Au sein du cabinet de guerre britannique, le Premier ministre Winston Churchill doit lui-même affronter le clan du ministre des Affaires étrangères, lord Edward Halifax, partisan d'une négociation avec le Führer. Dans ce combat à mots couverts, l'irruption du général de Gaulle et sa prétention à vouloir utiliser la radio de Londres pour parler aux Français en qualité de représentant légitime de la République font l'effet d'un chien dans un jeu de quilles. Churchill comme Halifax s'efforcent de manoeuvrer le général dans le sens de leurs intérêts bien compris. De là le long délai qui s'écoule entre l'arrivée du général à Londres le 17 juin au matin et la diffusion de l'appel le 18 juin au soir.

C'est que, dans un premier temps, le cabinet britannique fait grise mine devant la faible envergure politique de celui qui se présente en leader potentiel de la dissidence française. Il aurait préféré un Mandel, un Reynaud ou un Darlan, autrement plus prestigieux. D'autre part, il veut surtout empêcher Pétain de livrer la flotte de guerre française aux Allemands. C'est pourquoi Halifax croit bon d'imposer à de Gaulle d'édulcorer son discours radiodiffusé et d'effacer toute agression verbale à l'égard du gouvernement français. Mais il lui concède le droit de transmettre aux journaux du lendemain une version presque complète de son message en échange du renoncement à s'exprimer sur les ondes dans les jours qui suivent.

En rapprochant des documents et des témoignages épars, François Delpla met à jour toutes ces manoeuvres de couloir. Il en discerne la trace à travers les quatre ou cinq versions différentes de l'appel qui restent de ces jours-là. Il ne s'en tient pas là et pénètre aussi les pensées et les agissements de quelques acteurs essentiels de ces jours décisifs. Ainsi de Paul Reynaud, précédent chef du gouvernement, Georges Mandel, son ministre de l'Intérieur, Claude Noguère, Résident général au Maroc, ou encore Jean Monnet, citoyen du monde avant de devenir Père de l'Europe.

L'historien montre comment de Gaulle devra attendre l'armistice du 22 juin pour voir enfin son statut s'affermir. Dans le même temps, Churchill prendra le risque de déclencher une attaque de la flotte française pour assurer la poursuite de la guerre et couper court aux tractations de Halifax. Après l'attaque de Mers-el-Kebir du 3 juillet, les ponts seront définitivement coupés entre les résistants de Londres et Vichy, siège du gouvernement français sous tutelle nazie.

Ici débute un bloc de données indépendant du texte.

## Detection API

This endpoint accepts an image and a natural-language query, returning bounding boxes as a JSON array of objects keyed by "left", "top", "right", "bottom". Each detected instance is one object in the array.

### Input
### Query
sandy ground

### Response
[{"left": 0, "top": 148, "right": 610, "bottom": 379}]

Il va sans dire que l'ouvrage de François Delpla deviendra une référence pour les spécialistes et les passionnés. Rien à voir avec un ouvrage d'initiation ou de vulgarisation. Sa lecture demande quelques connaissances préalables de la période concernée. On regrette le caractère abscons de certains passages et l'absence d'index et de chr onologie pour les lecteurs peu avertis.